Ursprünglich 676 Übergriffe angeklagt

Die Staatsanwaltschaft hatte ursprünglich 676 sexuelle Übergriffe angeklagt, das Gericht ließ jedoch lediglich 330 Fälle zu. Diese werden nun verhandelt, wie ein Gerichtssprecher sagte. Geplant seien zunächst sieben Prozesstage

Auch ein 28-Jähriger - ebenfalls Betreuer der Pfadfindergruppe in Staufen - steht den Behörden zufolge im Verdacht des sexuellen Missbrauchs von zwei Jungen. Die Ermittlungen gegen ihn laufen noch, wie die Sprecherin der Staatsanwaltschaft sagte.

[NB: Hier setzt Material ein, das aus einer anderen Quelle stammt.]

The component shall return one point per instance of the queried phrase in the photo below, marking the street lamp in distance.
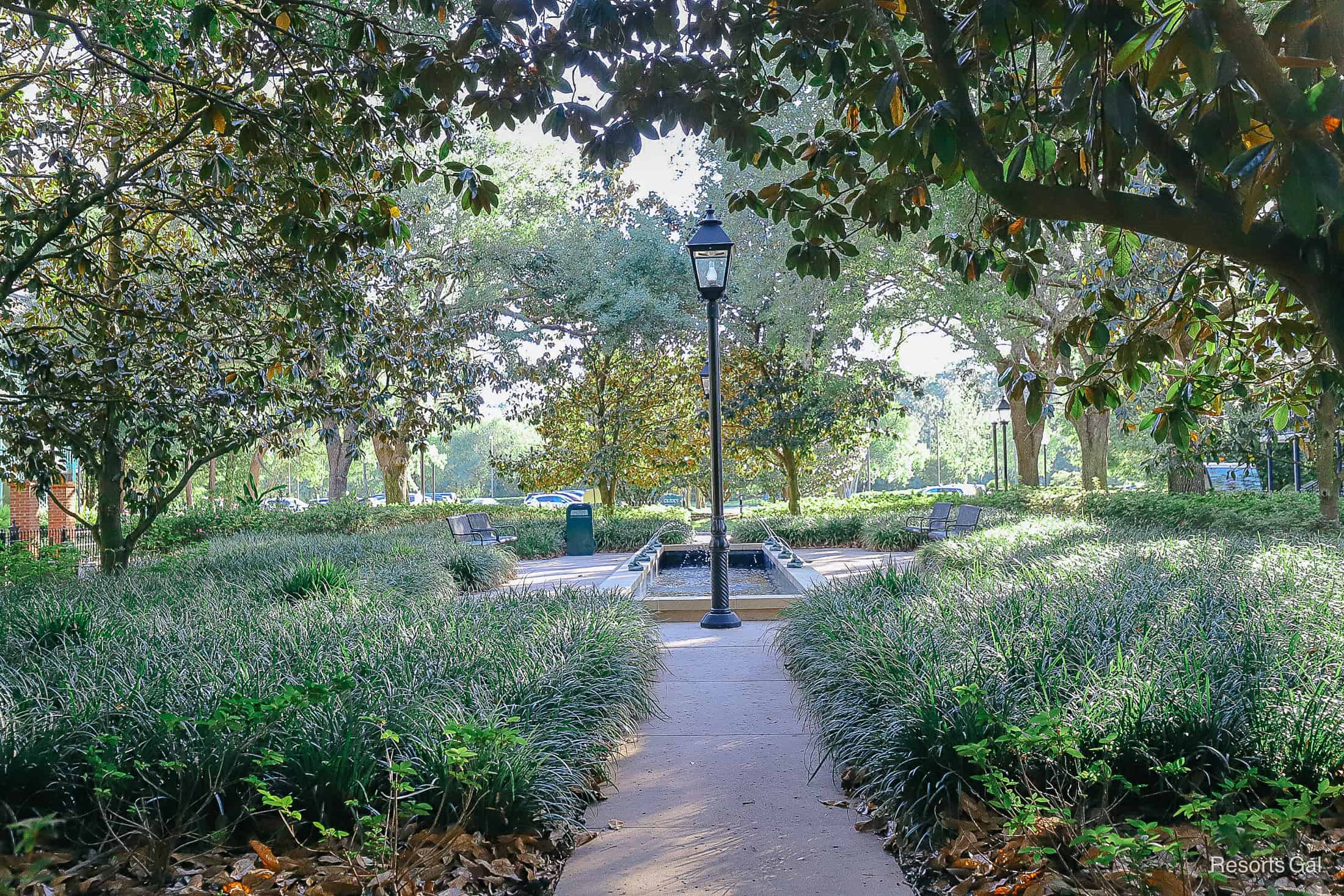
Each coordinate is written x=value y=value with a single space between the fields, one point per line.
x=1000 y=415
x=711 y=250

Die Ermittlungen waren ins Rollen gekommen, als im Februar vergangenen Jahres die Mutter eines 17-Jährigen Anzeige erstattete. Nach Erkenntnissen der Polizei soll der nun angeklagte 42-Jährige sich seine Opfer «gezielt ausgesucht» haben. Er habe sie unter Druck gesetzt. Pro Opfer habe es mehrere Übergriffe wöchentlich gegeben. Die Kinder wurden durch die Missbrauchstaten laut den Ermittlern schwer traumatisiert und müssten unter «enormen, psychischen Belastungen» leiden.

Bereits zweite Missbrauchsklage gegen den 42-Jährigen

Der Mann aus Staufen, der sich jetzt vor Gericht verantworten muss, ist der Justiz kein Unbekannter. 2004 bis 2007 wurde gegen ihn nach Angaben der Staatsanwaltschaft wegen des Verdachts des Kindesmissbrauchs ermittelt. Es habe damals jedoch Aussage gegen Aussage gestanden. Die Staatsanwaltschaft wollte demnach eine Geldstrafe, das Landgericht Freiburg sprach den Mann frei. Er ist den Angaben zufolge nicht vorbestraft. Ungeachtet des damaligen Verfahrens arbeitete er bis vor mehreren Jahren bei der evangelischen Kirche und betreute bei den Pfadfindern Kinder.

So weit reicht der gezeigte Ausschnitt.